Jamaica first competed in Olympic bobsledding in 1988 at the Calgary Games, a story that inspired the Cool Runnings film. For a nation lacking bobsledding tradition, or snowy winters, Jamaica has often fared quite well on the international circuits.
HANGING ON TO HOPE
It's been 12 years since Jamaica has had a sled in the Olympics, with Watts finishing 28th at the Salt Lake City Games with Lascelles Brown - now a key part of Canada's national team. Brown won a medal at the 2010 Vancouver Games, one where the Jamaicans were hoping to compete, but were again thwarted by funding issues.
Still, the 46-year-old Watts - who called himself "retired" from sledding for nearly a decade - has held on to hope of sledding again on the sport's biggest stage.
"We're pretty good," Watts said. "We're not there with the rest of the world, of course. But we if had some more sources for funding, we'd have a better chance."
He started the season thinking he could get a four-man sled ready for Sochi, before quickly realising that was too expensive.
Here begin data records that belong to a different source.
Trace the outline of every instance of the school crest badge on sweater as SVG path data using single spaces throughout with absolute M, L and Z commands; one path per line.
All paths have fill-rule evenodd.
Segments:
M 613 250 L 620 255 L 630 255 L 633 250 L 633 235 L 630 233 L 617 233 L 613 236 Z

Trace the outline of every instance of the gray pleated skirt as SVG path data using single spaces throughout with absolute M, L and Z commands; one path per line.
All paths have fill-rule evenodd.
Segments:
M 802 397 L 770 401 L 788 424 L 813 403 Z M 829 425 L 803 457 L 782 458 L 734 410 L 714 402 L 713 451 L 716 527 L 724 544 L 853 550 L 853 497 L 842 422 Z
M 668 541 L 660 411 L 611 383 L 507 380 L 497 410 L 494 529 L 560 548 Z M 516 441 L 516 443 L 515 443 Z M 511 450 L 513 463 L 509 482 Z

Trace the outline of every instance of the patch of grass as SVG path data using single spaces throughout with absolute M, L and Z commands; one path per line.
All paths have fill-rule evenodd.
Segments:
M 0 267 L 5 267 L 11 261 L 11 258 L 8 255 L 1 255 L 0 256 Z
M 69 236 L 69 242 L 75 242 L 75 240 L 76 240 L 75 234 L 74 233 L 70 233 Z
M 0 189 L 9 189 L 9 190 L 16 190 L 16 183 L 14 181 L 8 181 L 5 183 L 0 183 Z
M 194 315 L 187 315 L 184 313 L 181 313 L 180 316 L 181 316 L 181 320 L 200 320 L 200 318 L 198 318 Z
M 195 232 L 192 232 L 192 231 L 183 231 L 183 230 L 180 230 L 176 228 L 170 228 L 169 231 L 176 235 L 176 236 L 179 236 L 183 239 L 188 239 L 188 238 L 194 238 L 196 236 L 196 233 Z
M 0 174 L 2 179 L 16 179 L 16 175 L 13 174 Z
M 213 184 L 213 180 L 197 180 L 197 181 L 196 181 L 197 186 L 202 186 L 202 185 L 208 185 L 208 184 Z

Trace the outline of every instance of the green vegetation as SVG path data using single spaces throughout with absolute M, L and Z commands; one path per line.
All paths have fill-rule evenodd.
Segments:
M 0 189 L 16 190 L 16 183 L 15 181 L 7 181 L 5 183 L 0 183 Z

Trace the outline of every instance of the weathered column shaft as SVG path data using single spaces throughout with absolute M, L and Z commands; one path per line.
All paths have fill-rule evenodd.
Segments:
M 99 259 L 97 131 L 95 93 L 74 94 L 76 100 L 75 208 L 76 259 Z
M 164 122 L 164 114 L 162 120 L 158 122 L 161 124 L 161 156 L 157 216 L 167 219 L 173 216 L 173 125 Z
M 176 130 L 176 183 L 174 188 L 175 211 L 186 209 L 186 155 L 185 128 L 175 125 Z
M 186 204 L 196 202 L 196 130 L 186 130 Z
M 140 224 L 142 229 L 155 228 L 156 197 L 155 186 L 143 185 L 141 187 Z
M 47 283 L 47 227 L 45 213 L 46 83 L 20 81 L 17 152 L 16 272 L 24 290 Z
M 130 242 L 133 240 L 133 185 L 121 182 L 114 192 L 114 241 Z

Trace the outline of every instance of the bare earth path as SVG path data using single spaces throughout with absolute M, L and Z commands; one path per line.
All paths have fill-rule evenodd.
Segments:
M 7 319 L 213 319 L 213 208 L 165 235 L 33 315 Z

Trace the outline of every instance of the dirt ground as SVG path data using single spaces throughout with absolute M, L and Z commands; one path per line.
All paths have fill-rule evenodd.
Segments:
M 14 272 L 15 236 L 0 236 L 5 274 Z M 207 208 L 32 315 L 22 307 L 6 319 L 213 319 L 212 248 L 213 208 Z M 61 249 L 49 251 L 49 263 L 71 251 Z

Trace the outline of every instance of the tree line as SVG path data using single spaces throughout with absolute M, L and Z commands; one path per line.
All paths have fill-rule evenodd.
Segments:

His focus then shifted to the two-man sled, and by racing in lower-tier events at tracks in North America in recent months, Watts and brakeman Marvin Dixon piled up enough points to get into the Olympic mix.
Sochi officials tweeted word on Saturday that the Jamaicans were in, but the International Bobsleigh & Skeleton Federation - the sport's governing body - is not expected to confirm before Sunday at the earliest how many nations qualified for the Olympic fields.
Watts says he's confident Jamaica has qualified.
"I'm not a person who likes to quit," Watts said. "I put my heart into it, and I know for a fact that people are going to help this team."